Friday, May 30, 2008

Scott McClellen and his book

Scott McClellen has written a book, in which he claims that the Bush Administration propagandized us into war, he claims to have seen Karl Rove and Scooter Libby having a clandestine conversation, and he claimed that the media was overly deferential to the White House. Can you figure out which of those three claims the Conservative and the Mainstream Media aren't touching with a ten foot pole. That's right. Everybody knows we have a liberal media or an aggressive professional media; for McClellen to to claim they are just lapdogs is crazy!

So instead we get bizarre attacks, like this one from Mike Gallagher's latest article.
I often wonder if people like Scott McClellan ever stop and think about the pain and grief their money-grubbing antics cause the families of the brave men and women who are serving their country overseas. After all, if one accepts the premise that President Bush erred in going to war, then the mission of the United States military is absolutely in vain. Perhaps when McClellan cashes his hefty paychecks, he'll be like Ebeneezer Scrooge seeing the face of Marley on the door post and see the pained faces of men and women who simply cannot understand why a man like him would want to publish an anti-war book smack dab in the middle of a war.

Do you suppose Osama bin Laden will read McClellan's book? If he does, he's sure to enjoy it.
That's just down right nasty, isn't it? Telling the truth about this war is practically an act of treason and it stabs our brave fighting men and women in the back. Nasty. And untrue.

We have civilian control over the military and thus it is our duty as citizens and civilians to keep an eye on the military. We need to protect our military from being used unwisely, a task that we, as a nation, failed at in 2001. The fact that we were propagandized into invading Iraq is not a slur on the soldiers, as Gallagher asserts, but instead a condemnation on us and the Bush Administration. The Bush Administration for deceiving us, and us for letting ourselves be deceived.

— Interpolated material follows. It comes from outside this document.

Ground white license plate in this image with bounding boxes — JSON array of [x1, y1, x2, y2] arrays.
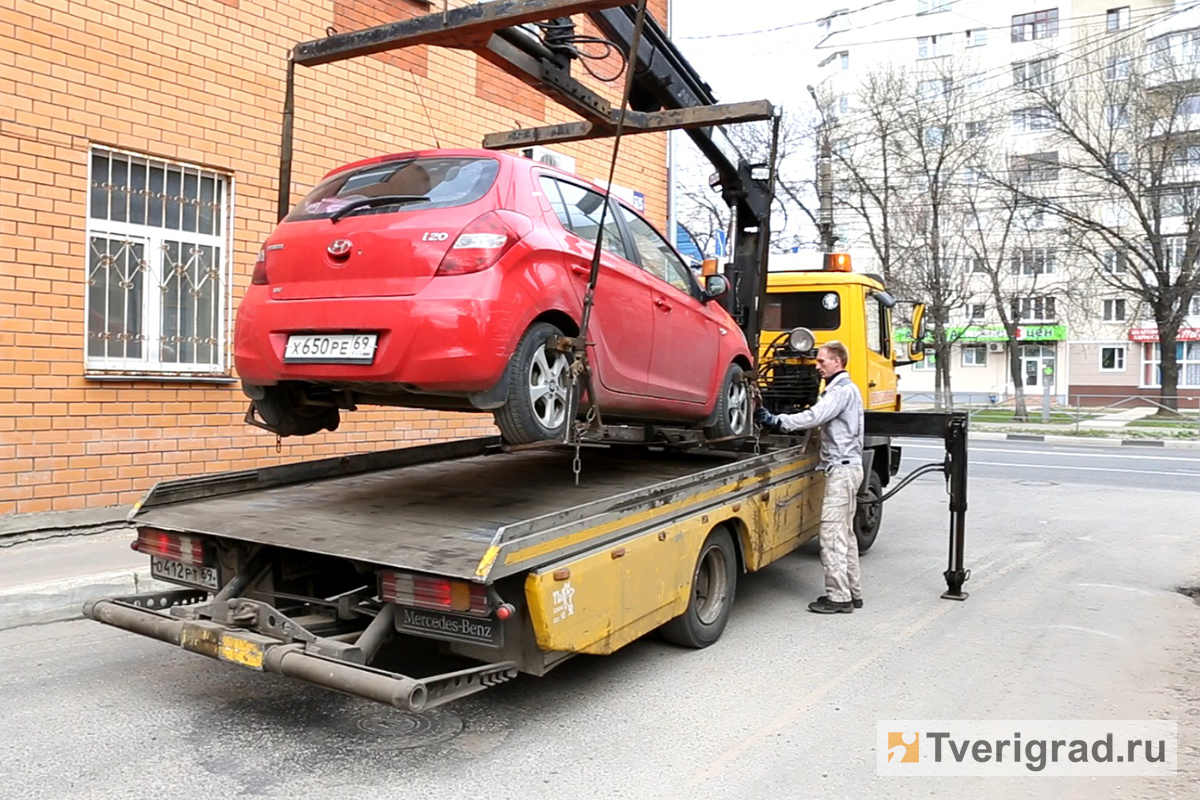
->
[[150, 555, 217, 591], [283, 333, 378, 363]]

For more on what I think is McClellen's most damning complaint, that the media was too compliant in the run up to the Iraq War, here is a post from Glenn Greenwald.
Just consider how remarkable that is. George Bush's own Press Secretary criticizes the American media for being "too deferential" to the Government. He lays the blame for Bush's ability to propagandize the nation on the media's uncritical dissemination of the Republican administration's falsehoods. And most notably of all, McClellan actually uses cynical scare quotes when invoking the phrase which, in conventional political discourse, is deemed the most unassailable truth of all: The Liberal Media.

How much longer can this preposterous myth be sustained when even the White House Spokesman not only mocks the phrase but derides the media for being "too deferential" to the right-wing Government "in regard to the most important decision facing the nation during [his] years in Washington"?
Yeah, I guess I can see why the Media and Conservatives aren't keen to talk about this.